О Таллинском прорыве. С восходом солнца 29 августа 1941 г. 184 корабля и судна из числа 225, вышедших накануне из Таллина (табл. 51, 52), снялись с якорей и продолжили движение в Кронштадт. При этом закончившие форсирование ЮМАП ГС находились в районе о. Родшер, ОПР, отряд ЭМ и СКР, боевые корабли, отставшие от своих отрядов, а также КОН-1, в состав которого вошла часть судов и кораблей КОН-4 и АР, и суда, шедшие вне конвоев, также закончившие форсирование ЮМАП, были в 15 милях юго-западнее ГС. В 15-20 милях от последних, в середине ЮМАП, оказались в это время КОН-2 и КОН-3 вместе с частью кораблей КОН-4 и АР.

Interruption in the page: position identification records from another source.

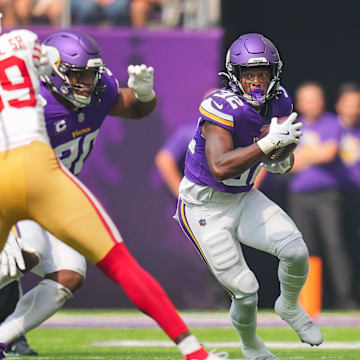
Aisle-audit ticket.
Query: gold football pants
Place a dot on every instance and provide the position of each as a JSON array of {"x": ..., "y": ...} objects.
[{"x": 35, "y": 185}]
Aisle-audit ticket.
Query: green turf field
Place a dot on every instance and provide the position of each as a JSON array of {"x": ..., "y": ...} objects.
[{"x": 151, "y": 343}]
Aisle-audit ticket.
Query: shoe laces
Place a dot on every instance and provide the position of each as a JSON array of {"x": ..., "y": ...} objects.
[{"x": 218, "y": 355}]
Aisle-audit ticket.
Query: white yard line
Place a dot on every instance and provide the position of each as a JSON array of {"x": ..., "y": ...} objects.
[{"x": 235, "y": 344}]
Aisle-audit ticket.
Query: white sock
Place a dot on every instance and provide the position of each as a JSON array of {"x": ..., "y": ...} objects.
[
  {"x": 292, "y": 272},
  {"x": 243, "y": 314},
  {"x": 36, "y": 306},
  {"x": 189, "y": 345}
]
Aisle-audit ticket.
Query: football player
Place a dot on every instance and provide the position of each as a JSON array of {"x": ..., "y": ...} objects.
[
  {"x": 219, "y": 210},
  {"x": 77, "y": 93}
]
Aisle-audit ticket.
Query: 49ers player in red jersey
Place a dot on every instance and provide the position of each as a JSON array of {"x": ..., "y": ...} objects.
[{"x": 34, "y": 183}]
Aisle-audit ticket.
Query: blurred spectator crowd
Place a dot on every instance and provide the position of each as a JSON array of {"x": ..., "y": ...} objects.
[
  {"x": 322, "y": 191},
  {"x": 137, "y": 13}
]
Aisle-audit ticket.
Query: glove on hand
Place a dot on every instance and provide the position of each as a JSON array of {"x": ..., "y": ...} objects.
[
  {"x": 281, "y": 134},
  {"x": 280, "y": 167},
  {"x": 49, "y": 56},
  {"x": 141, "y": 81},
  {"x": 11, "y": 257}
]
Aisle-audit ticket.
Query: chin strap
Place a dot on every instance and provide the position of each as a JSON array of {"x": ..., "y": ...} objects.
[{"x": 258, "y": 95}]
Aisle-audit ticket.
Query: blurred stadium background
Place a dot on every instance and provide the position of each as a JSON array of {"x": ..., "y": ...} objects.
[{"x": 317, "y": 41}]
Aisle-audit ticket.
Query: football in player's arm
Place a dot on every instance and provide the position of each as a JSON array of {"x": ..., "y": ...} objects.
[
  {"x": 218, "y": 208},
  {"x": 77, "y": 91}
]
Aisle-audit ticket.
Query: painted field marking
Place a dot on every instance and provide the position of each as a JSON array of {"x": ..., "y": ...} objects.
[{"x": 234, "y": 344}]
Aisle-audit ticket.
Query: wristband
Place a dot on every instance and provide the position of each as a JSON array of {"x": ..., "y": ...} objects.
[
  {"x": 146, "y": 98},
  {"x": 266, "y": 145}
]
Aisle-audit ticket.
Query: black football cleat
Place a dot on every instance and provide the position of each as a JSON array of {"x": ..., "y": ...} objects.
[{"x": 20, "y": 347}]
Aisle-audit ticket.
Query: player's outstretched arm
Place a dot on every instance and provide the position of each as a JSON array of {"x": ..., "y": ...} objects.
[{"x": 139, "y": 99}]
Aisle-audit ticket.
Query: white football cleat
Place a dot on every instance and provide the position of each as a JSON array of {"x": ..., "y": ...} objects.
[
  {"x": 259, "y": 352},
  {"x": 301, "y": 322},
  {"x": 202, "y": 354}
]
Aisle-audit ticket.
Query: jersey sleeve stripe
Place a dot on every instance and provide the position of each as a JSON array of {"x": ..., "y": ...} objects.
[{"x": 216, "y": 118}]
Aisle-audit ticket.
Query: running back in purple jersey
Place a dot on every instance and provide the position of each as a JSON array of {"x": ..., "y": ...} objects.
[
  {"x": 73, "y": 132},
  {"x": 226, "y": 109}
]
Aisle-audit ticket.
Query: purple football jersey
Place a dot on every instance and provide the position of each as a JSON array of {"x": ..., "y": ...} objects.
[
  {"x": 73, "y": 132},
  {"x": 226, "y": 109}
]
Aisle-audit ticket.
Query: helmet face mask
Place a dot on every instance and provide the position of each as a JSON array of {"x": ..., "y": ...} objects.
[
  {"x": 251, "y": 51},
  {"x": 77, "y": 77}
]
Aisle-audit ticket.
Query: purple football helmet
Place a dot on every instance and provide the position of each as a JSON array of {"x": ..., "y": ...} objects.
[
  {"x": 77, "y": 75},
  {"x": 251, "y": 50}
]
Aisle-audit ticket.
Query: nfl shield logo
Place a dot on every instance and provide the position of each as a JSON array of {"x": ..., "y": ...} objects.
[
  {"x": 202, "y": 222},
  {"x": 81, "y": 117}
]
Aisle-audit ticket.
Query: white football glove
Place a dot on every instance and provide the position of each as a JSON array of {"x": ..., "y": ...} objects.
[
  {"x": 11, "y": 257},
  {"x": 49, "y": 56},
  {"x": 141, "y": 81},
  {"x": 281, "y": 135},
  {"x": 280, "y": 167}
]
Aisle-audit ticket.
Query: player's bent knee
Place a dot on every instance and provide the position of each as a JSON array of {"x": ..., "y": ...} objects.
[
  {"x": 240, "y": 281},
  {"x": 243, "y": 311},
  {"x": 70, "y": 279},
  {"x": 221, "y": 250},
  {"x": 60, "y": 293},
  {"x": 295, "y": 253}
]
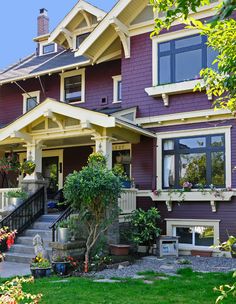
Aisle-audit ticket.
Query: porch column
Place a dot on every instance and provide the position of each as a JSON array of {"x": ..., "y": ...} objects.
[
  {"x": 104, "y": 145},
  {"x": 34, "y": 153}
]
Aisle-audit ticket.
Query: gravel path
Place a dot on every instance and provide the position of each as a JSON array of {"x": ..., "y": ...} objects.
[{"x": 170, "y": 265}]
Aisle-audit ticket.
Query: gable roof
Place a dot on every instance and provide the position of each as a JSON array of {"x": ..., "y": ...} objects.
[
  {"x": 82, "y": 11},
  {"x": 114, "y": 25},
  {"x": 40, "y": 65}
]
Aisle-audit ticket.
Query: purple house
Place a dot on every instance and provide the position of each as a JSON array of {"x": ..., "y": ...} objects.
[{"x": 98, "y": 82}]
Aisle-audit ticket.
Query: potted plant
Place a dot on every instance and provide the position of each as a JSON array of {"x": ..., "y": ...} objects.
[
  {"x": 16, "y": 197},
  {"x": 28, "y": 167},
  {"x": 63, "y": 231},
  {"x": 229, "y": 245},
  {"x": 144, "y": 227},
  {"x": 119, "y": 171},
  {"x": 40, "y": 267},
  {"x": 61, "y": 265}
]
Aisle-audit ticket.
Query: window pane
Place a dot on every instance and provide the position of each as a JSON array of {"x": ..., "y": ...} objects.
[
  {"x": 218, "y": 168},
  {"x": 204, "y": 236},
  {"x": 168, "y": 145},
  {"x": 189, "y": 143},
  {"x": 73, "y": 88},
  {"x": 188, "y": 41},
  {"x": 31, "y": 103},
  {"x": 169, "y": 171},
  {"x": 164, "y": 70},
  {"x": 211, "y": 56},
  {"x": 119, "y": 90},
  {"x": 192, "y": 168},
  {"x": 188, "y": 65},
  {"x": 163, "y": 47},
  {"x": 217, "y": 141},
  {"x": 49, "y": 48},
  {"x": 185, "y": 234}
]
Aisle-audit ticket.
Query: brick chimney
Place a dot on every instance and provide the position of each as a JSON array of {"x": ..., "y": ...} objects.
[{"x": 43, "y": 22}]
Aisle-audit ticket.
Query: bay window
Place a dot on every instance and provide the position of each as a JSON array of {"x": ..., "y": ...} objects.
[
  {"x": 182, "y": 59},
  {"x": 199, "y": 160}
]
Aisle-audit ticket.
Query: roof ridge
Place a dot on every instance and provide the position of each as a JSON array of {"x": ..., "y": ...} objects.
[{"x": 12, "y": 66}]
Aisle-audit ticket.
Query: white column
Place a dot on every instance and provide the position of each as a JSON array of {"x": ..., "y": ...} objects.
[
  {"x": 104, "y": 145},
  {"x": 34, "y": 153}
]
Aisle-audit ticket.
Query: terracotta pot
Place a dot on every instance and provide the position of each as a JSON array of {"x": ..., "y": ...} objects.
[
  {"x": 201, "y": 253},
  {"x": 119, "y": 249}
]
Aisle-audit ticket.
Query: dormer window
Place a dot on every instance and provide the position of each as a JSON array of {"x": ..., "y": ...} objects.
[
  {"x": 73, "y": 86},
  {"x": 48, "y": 48},
  {"x": 80, "y": 39}
]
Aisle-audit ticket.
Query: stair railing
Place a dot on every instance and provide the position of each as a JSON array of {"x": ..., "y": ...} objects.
[
  {"x": 24, "y": 215},
  {"x": 65, "y": 215}
]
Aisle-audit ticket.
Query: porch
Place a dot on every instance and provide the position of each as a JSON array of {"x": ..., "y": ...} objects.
[{"x": 59, "y": 137}]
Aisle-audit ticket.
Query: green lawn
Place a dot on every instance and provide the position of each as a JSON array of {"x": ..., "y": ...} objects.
[{"x": 189, "y": 288}]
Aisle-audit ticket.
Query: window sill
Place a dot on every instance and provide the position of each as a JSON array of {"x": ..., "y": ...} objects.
[
  {"x": 173, "y": 88},
  {"x": 192, "y": 196}
]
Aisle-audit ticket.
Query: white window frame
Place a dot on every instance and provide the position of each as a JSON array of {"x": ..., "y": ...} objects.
[
  {"x": 164, "y": 38},
  {"x": 42, "y": 44},
  {"x": 171, "y": 225},
  {"x": 116, "y": 80},
  {"x": 71, "y": 74},
  {"x": 28, "y": 95},
  {"x": 226, "y": 130}
]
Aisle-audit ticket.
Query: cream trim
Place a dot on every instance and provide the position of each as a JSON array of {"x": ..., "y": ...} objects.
[
  {"x": 116, "y": 79},
  {"x": 71, "y": 74},
  {"x": 184, "y": 118},
  {"x": 226, "y": 130},
  {"x": 50, "y": 153},
  {"x": 163, "y": 38},
  {"x": 172, "y": 223},
  {"x": 44, "y": 43},
  {"x": 28, "y": 95}
]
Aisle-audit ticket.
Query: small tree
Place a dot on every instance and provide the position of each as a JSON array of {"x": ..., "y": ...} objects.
[
  {"x": 94, "y": 191},
  {"x": 144, "y": 226}
]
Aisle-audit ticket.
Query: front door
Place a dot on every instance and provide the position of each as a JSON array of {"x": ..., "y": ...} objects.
[{"x": 50, "y": 170}]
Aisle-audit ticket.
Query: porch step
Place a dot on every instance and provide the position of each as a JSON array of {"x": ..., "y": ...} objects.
[{"x": 23, "y": 251}]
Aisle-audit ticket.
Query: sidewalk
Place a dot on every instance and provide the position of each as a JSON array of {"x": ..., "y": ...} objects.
[{"x": 9, "y": 269}]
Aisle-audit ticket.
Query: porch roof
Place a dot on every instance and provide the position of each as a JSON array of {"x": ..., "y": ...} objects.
[{"x": 85, "y": 122}]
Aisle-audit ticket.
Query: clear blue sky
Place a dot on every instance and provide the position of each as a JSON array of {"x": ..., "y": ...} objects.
[{"x": 18, "y": 24}]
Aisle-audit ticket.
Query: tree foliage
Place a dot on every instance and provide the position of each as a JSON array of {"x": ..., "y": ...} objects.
[
  {"x": 94, "y": 192},
  {"x": 221, "y": 33}
]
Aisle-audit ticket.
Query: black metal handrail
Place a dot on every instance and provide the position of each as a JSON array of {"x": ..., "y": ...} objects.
[
  {"x": 24, "y": 215},
  {"x": 65, "y": 215}
]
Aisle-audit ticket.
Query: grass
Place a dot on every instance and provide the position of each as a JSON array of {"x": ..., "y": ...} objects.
[{"x": 190, "y": 288}]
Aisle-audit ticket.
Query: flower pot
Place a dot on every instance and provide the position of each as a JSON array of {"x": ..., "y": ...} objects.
[
  {"x": 63, "y": 235},
  {"x": 119, "y": 249},
  {"x": 61, "y": 268},
  {"x": 15, "y": 201},
  {"x": 201, "y": 253},
  {"x": 41, "y": 272},
  {"x": 126, "y": 184}
]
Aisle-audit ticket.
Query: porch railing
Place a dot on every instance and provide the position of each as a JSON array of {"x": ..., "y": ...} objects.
[
  {"x": 24, "y": 215},
  {"x": 65, "y": 215},
  {"x": 4, "y": 202},
  {"x": 127, "y": 201}
]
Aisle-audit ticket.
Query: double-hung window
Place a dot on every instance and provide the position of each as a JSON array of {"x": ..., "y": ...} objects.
[
  {"x": 199, "y": 160},
  {"x": 73, "y": 86},
  {"x": 182, "y": 59}
]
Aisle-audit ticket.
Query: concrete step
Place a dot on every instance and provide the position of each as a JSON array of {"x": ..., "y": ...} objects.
[
  {"x": 15, "y": 257},
  {"x": 20, "y": 248},
  {"x": 45, "y": 234}
]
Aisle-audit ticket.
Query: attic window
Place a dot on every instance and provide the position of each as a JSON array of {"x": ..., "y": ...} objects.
[
  {"x": 80, "y": 39},
  {"x": 48, "y": 48}
]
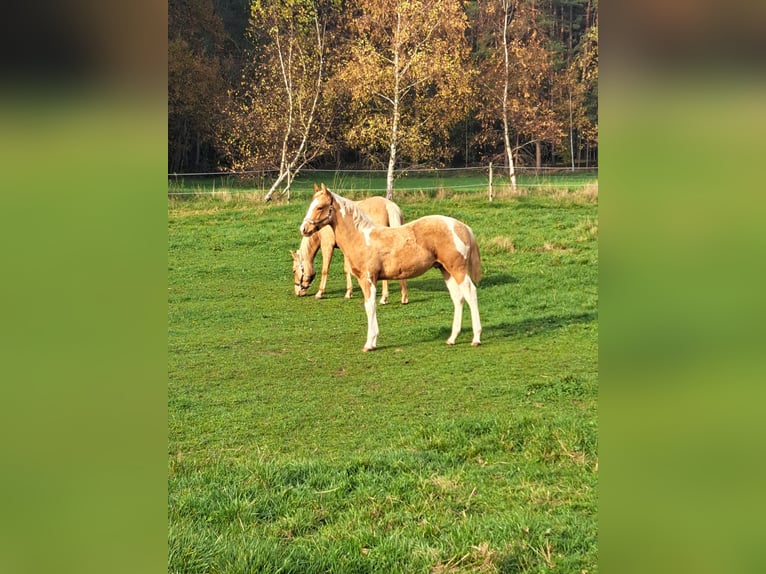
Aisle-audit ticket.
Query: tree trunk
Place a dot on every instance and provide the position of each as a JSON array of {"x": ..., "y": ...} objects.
[
  {"x": 538, "y": 156},
  {"x": 395, "y": 119},
  {"x": 507, "y": 15}
]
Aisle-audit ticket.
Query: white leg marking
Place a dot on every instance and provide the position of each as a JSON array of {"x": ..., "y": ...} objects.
[
  {"x": 372, "y": 320},
  {"x": 457, "y": 301},
  {"x": 384, "y": 295},
  {"x": 469, "y": 292}
]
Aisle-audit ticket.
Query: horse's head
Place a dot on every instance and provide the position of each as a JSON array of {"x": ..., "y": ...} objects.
[
  {"x": 303, "y": 273},
  {"x": 320, "y": 212}
]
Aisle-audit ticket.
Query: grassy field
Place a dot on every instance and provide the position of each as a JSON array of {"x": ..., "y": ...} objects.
[{"x": 290, "y": 450}]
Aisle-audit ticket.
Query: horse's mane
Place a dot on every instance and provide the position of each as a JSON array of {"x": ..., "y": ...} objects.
[{"x": 361, "y": 221}]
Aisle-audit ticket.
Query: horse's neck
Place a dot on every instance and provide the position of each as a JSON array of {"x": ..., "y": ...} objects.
[
  {"x": 310, "y": 246},
  {"x": 349, "y": 227}
]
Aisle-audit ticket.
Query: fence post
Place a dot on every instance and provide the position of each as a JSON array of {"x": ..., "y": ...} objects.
[{"x": 491, "y": 192}]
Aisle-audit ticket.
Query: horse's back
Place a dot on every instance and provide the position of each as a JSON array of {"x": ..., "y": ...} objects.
[
  {"x": 449, "y": 239},
  {"x": 382, "y": 211}
]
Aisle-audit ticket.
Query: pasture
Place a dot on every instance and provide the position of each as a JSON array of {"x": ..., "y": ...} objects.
[{"x": 290, "y": 450}]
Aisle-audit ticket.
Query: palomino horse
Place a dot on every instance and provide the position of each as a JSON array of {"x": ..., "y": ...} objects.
[
  {"x": 401, "y": 253},
  {"x": 381, "y": 211}
]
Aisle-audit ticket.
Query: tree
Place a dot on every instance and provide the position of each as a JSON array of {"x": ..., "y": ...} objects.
[
  {"x": 407, "y": 77},
  {"x": 277, "y": 104},
  {"x": 196, "y": 83},
  {"x": 515, "y": 59}
]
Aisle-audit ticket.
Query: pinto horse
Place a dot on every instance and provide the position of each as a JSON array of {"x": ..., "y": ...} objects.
[
  {"x": 381, "y": 211},
  {"x": 375, "y": 253}
]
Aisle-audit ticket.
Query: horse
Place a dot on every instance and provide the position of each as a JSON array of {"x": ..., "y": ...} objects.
[
  {"x": 381, "y": 211},
  {"x": 404, "y": 252}
]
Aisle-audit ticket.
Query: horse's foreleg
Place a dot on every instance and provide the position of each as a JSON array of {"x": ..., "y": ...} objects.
[
  {"x": 384, "y": 295},
  {"x": 457, "y": 300},
  {"x": 368, "y": 289},
  {"x": 349, "y": 283},
  {"x": 326, "y": 260}
]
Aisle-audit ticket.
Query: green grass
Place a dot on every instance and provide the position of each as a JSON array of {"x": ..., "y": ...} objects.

В состав трех конвоев входили ТР -15, ВСУ - 30, охраняемых боевых кораблей (перевозивших эвакуируемые войска, буксируемых поврежденных и ПЛ) - 8, боевых катеров (ПКА, ЭМТЩ, КАТЩ с пулеметами М-1), являвшихся спасательными и перевозившими спасенных людей — 42.
Их охраняли 26 боевых кораблей и катеров: две КЛ (из мобилизованных судов), шесть СКР (четыре - из мобилизованных судов), семь СКА типа «МО», одиннадцать ТТЩ (из мобилизованных судов).
Из 121 корабля и судна трех конвоев ЗА имели 46: боевых корабля и катера - 30 (в т. ч. шесть охраняемых), ВСУ— 14, ТР — 2.
Кстати, заметим, что при перевозке войск через Атлантику наши союзники назначали в состав быстроходных конвоев для охранения трех ТР четыре ЭМ [библ. № 266] (при перевозке грузов назначалось более слабое охранение).
Главной угрозой для группировок кораблей и судов, закончивших форсирование ЮМАП, была авиация, но не были исключены угрозы от мин, ПЛ и ТКА противника. Для кораблей и судов, находившихся в середине ЮМАП, главными угрозами были мины и авиация, не была исключена угроза от береговой артиллерии противника, а после форсирования ЮМАП, когда исключалась угроза от береговой артиллерии, добавлялись угрозы от ПЛ и ТКА противника. Группировка немецких ВВС, действовавшая против таллинских конвоев, насчитывала 41 бомбардировщик, три торпедоносца и 24 истребителя.
В связи с наличием минной угрозы (реальной и предполагаемой) на всем маршруте прорыва корабли и суда конвоев были вынуждены постоянно следовать в одной кильватерной колонне большой длины за тральщиками в протраленной полосе шириной 1 каб со скоростью 5-6 узлов. Вступив в охранение конвоев, корабли боевого ядра флота были бы вынуждены идти без параванов-охранителей, что повышало для них опасность подрыва на минах и противоречило требованиям руководящих документов ВМФ.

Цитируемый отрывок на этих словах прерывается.